Private sector investment mandatory under new metro rail policy. 



Passengers wait to board a train at Mantri Sampige Square Metro station, operated by Bangalore Metro Rail Corp. (BMRCL), in Bengaluru. (Photographer: Sanjit Das/Bloomberg)
Passengers wait to board a train at Mantri Sampige Square Metro station, operated by Bangalore Metro Rail Corp. (BMRCL), in Bengaluru. (Photographer: Sanjit Das/Bloomberg)

The government has made public-private partnership mandatory for states to avail central assistance for new metro rail lines as part of its new policy to execute these capital-intensive transport projects.

“Private participation either for complete provision of metro rail or for some unbundled components (like automatic fare collection, operation & maintenance of services) will form an essential requirement for all metro rail projects seeking central financial assistance,” according to the metro rail policy cleared by the Union Cabinet on Wednesday.

An economic rate of return of 14 percent will now be the new criteria for approval, a shift from the existing norm of internal rate of return of 8 percent. The policy empowers state governments to set up permanent authorities for timely revision of fares.

More than Rs 50,000 crore worth of metro projects are underway in the country and this pile will probably grow, Bloomberg said in a report in April. At present, metro projects with a total length of more than 350 km are operational in eight cities – Delhi, Bengaluru, Kolkata, Chennai, Kochi, Mumbai, Jaipur and Gurugram. Metro projects are also underway in Hyderabad, Nagpur, Ahmedabad, Pune and Lucknow.

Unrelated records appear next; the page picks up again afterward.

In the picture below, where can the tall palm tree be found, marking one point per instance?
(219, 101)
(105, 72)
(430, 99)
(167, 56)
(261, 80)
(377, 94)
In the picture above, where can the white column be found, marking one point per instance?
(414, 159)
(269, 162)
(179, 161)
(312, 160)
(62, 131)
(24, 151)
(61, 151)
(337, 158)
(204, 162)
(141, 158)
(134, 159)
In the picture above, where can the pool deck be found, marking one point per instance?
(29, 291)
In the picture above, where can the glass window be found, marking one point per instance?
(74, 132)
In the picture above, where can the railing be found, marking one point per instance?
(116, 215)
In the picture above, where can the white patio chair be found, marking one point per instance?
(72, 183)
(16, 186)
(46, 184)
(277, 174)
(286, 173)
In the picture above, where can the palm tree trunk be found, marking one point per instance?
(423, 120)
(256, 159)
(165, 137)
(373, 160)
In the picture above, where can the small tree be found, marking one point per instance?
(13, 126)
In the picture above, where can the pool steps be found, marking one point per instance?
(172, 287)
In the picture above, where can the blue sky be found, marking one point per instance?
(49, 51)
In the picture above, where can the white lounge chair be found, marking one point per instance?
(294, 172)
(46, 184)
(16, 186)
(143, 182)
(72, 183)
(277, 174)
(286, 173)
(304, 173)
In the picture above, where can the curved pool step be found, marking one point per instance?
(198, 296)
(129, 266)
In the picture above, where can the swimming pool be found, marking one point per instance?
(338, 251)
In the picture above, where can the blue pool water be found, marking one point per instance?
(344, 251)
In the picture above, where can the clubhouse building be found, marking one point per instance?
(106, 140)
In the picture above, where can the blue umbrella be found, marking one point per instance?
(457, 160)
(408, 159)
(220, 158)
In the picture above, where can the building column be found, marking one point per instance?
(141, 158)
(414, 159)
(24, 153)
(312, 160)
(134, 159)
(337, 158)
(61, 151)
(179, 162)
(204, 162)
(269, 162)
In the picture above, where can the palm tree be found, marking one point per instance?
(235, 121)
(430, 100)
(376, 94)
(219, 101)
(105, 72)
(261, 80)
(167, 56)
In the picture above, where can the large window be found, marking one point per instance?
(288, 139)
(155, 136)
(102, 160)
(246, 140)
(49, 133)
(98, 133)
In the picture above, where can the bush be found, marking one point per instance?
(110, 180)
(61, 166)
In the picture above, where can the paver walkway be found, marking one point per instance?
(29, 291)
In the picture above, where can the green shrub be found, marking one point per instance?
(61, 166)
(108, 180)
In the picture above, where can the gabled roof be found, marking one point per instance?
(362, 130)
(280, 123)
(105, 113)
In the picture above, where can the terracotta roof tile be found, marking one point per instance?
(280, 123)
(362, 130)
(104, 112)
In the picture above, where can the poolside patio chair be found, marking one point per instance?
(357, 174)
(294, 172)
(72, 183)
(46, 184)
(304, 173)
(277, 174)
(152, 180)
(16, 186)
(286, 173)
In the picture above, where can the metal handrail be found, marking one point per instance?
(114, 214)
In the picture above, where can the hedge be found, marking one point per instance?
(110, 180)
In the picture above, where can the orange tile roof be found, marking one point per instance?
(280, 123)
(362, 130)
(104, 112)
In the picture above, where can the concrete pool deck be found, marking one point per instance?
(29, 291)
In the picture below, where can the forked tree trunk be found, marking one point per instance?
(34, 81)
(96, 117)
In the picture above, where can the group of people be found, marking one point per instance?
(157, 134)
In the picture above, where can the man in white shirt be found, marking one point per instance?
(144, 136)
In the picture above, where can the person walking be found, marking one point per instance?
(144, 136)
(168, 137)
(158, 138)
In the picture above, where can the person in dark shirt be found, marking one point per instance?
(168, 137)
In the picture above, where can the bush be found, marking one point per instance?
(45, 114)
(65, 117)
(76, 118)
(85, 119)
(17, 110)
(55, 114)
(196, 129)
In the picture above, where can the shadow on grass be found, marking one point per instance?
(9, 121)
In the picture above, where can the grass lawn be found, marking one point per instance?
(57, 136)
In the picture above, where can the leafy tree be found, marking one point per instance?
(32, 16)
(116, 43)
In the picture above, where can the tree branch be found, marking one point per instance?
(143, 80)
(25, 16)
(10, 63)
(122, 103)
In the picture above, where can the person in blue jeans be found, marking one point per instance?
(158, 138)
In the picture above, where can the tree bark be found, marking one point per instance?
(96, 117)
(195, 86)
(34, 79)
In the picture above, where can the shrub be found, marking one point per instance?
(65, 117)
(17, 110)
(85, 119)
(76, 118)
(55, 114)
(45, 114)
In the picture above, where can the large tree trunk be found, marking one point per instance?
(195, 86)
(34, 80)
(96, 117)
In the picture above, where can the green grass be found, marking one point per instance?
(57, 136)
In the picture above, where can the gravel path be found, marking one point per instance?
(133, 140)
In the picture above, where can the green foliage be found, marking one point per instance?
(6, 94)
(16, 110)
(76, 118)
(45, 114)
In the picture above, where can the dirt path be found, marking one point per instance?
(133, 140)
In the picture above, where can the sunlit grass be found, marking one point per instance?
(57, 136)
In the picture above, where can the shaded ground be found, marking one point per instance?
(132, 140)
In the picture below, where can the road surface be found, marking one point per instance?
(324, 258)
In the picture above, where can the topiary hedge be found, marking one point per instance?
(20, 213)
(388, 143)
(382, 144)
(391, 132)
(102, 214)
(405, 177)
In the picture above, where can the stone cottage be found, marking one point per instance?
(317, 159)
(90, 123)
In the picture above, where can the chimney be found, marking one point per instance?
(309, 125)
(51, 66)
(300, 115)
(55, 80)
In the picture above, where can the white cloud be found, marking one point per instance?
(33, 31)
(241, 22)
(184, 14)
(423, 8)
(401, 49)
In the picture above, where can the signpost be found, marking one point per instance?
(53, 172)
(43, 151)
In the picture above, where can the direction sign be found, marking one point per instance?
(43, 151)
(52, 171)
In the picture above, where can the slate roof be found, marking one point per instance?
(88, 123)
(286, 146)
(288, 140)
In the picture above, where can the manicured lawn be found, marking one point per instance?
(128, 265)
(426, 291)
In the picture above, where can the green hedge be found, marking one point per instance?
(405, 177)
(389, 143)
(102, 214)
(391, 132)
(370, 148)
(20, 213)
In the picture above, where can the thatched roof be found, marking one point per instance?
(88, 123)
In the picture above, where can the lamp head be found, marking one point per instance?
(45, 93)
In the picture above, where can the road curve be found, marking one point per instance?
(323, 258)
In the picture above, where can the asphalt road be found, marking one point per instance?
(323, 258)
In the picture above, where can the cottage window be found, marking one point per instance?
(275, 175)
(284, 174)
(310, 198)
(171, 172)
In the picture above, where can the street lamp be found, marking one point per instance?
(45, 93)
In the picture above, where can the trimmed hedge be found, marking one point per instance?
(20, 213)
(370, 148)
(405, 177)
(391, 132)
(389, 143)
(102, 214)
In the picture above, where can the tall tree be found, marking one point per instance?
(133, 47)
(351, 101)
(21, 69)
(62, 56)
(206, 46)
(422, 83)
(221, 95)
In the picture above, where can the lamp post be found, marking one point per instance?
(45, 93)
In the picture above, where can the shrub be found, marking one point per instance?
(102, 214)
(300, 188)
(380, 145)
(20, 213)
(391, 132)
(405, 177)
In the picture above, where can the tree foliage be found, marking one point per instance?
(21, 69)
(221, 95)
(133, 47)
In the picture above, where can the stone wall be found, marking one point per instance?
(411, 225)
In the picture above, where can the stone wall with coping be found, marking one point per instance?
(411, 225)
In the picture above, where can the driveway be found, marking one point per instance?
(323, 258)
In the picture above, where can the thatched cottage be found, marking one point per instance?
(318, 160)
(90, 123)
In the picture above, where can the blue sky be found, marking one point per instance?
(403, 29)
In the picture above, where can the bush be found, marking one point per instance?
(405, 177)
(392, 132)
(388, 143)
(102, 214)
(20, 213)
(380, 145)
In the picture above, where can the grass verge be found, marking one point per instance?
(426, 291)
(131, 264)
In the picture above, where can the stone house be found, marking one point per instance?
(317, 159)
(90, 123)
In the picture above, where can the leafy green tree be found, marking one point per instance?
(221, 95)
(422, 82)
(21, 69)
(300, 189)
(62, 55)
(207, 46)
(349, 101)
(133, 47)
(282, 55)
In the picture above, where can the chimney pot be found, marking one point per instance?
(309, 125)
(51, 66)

“PPP, last-mile connectivity, rigorous analysis to provide right solution to the right city, a shift from financial rate of return to economic rate of return for large infrastructure projects, and fare fixation authority. All these would set the pace for great expansion of metro rail in this country,” said Vinayak Chatterjee, chairman of infrastructure services provider Feedback Infra.

Earlier, only financial rate of return, which is the rate of return on capital invested, was looked at for metro projects. The economic rate of return is a social cost benefit analysis. “It takes into account multiplier effects that railways brings,” said Chatterjee.

The new policy also mandates evaluation of various modes of mass transit like the bus rapid transport system, light rail transit and tramways. Executing authorities must ensure last-mile connectivity through environment-friendly infrastructure like walkways and cycling corridors, according to the policy.

Strict pre-conditions on financial aspects will see fewer projects being taken up, said Anwarul Hoda, professor at the Indian Council for Research on International Economic Relations, a think tank. “The government has done this in a situation of high demand and less resources. This is to match the available resources for the projects that have been taken up.”